By thus requiring domestic courts to presume the observance of fundamental rights by other member states, as the EU law principle of mutual trust requires, the domestic courts are “deprived of […] discretion in the matter, leading to automatic application of the Bosphorus presumption” (para 115). Although it is a bit difficult to discern exactly what the ECtHR is alluding to here, it is hard to disagree that the nature of the mutual trust principle creates a paradoxical situation (para 115 i.f.);
a twofold limitation of the domestic court’s review
of the observance of fundamental rights, due to the combined effect of the presumption on which mutual recognition is founded and the Bosphorus presumption of equivalent protection.
However, despite these apparent limitations on domestic courts when the principle of mutual trust is at play, the ECHR, which is a “constitutional instrument of European public order”, nevertheless requires of them to ensure that there is no manifest deficiencies (para 116, emphasis added):
Accordingly, the Court must satisfy itself […] that the mutual recognition mechanisms do not leave any gap or particular situation which would render the protection of the human rights guaranteed by the Convention manifestly deficient. In doing so it takes into account, in a spirit of complementarity, the manner in which these mechanisms operate and in particular the aim of effectiveness which they pursue. Nevertheless, it must verify that the principle of mutual recognition is not applied automatically and mechanically […] to the detriment of fundamental rights – which, the CJEU has also stressed, must be observed in this context […]. In this spirit, where the courts of a State which is both a Contracting Party to the Convention and a Member State of the European Union are called upon to apply a mutual recognition mechanism established by EU law, they must give full effect to that mechanism where the protection of Convention rights cannot be considered manifestly deficient. However, if a serious and substantiated complaint is raised before them to the effect that the protection of a Convention right has been manifestly deficient and that this situation cannot be remedied by European Union law, they cannot refrain from examining that complaint on the sole ground that they are applying EU law.
The test laid down in the final sentence of the quoted paragraph is a tough one. It is therefore no surprise that Mr. Avotiņš was unable to meet its criteria.
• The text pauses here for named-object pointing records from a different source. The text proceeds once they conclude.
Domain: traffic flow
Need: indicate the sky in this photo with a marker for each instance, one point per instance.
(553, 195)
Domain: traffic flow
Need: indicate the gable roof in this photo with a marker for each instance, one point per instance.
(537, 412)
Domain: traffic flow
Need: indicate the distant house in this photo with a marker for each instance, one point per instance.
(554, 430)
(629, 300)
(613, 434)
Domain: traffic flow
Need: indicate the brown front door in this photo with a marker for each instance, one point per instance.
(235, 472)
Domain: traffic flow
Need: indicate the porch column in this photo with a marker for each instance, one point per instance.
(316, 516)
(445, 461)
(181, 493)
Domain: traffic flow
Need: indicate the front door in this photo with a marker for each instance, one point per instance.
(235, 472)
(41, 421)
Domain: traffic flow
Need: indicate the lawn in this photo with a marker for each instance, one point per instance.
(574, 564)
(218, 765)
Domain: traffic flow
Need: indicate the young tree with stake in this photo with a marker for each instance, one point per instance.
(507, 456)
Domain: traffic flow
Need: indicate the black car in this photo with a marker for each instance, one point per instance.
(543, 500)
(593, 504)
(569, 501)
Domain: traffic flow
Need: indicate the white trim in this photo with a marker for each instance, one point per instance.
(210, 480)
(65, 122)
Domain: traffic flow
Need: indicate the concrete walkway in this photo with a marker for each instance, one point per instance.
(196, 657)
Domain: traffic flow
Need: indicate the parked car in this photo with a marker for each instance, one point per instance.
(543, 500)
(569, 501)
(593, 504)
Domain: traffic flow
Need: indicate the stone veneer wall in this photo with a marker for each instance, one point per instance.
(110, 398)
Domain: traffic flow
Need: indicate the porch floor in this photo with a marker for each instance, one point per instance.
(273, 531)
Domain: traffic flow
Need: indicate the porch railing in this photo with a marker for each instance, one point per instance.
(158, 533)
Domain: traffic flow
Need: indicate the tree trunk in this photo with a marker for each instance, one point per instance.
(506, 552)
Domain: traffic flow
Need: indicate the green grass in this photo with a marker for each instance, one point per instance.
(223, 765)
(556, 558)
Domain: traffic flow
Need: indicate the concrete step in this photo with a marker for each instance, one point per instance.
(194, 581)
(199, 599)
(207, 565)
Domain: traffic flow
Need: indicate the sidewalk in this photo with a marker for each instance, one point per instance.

What is more surprising, though, is how close he got to doing so. Although the ECtHR found the system of mutual recognition in the Brussels I regulation to be generally compatible with ECHR article 6 (paras 117-119), the ECtHR was skeptical about the Latvian Supreme Court’s interpretation and application of that regulation. Avotiņš had, as mentioned above, argued that the application for recognition of the Cypriot judgment should have been refused. According to the ECtHR he
“raised cogent arguments in the Latvian courts alleging the existence of a procedural defect which, a priori, was contrary to [ECHR article 6] and precluded the enforcement of the Cypriot judgment in Latvia”. (para 120 i.f., emphasis added)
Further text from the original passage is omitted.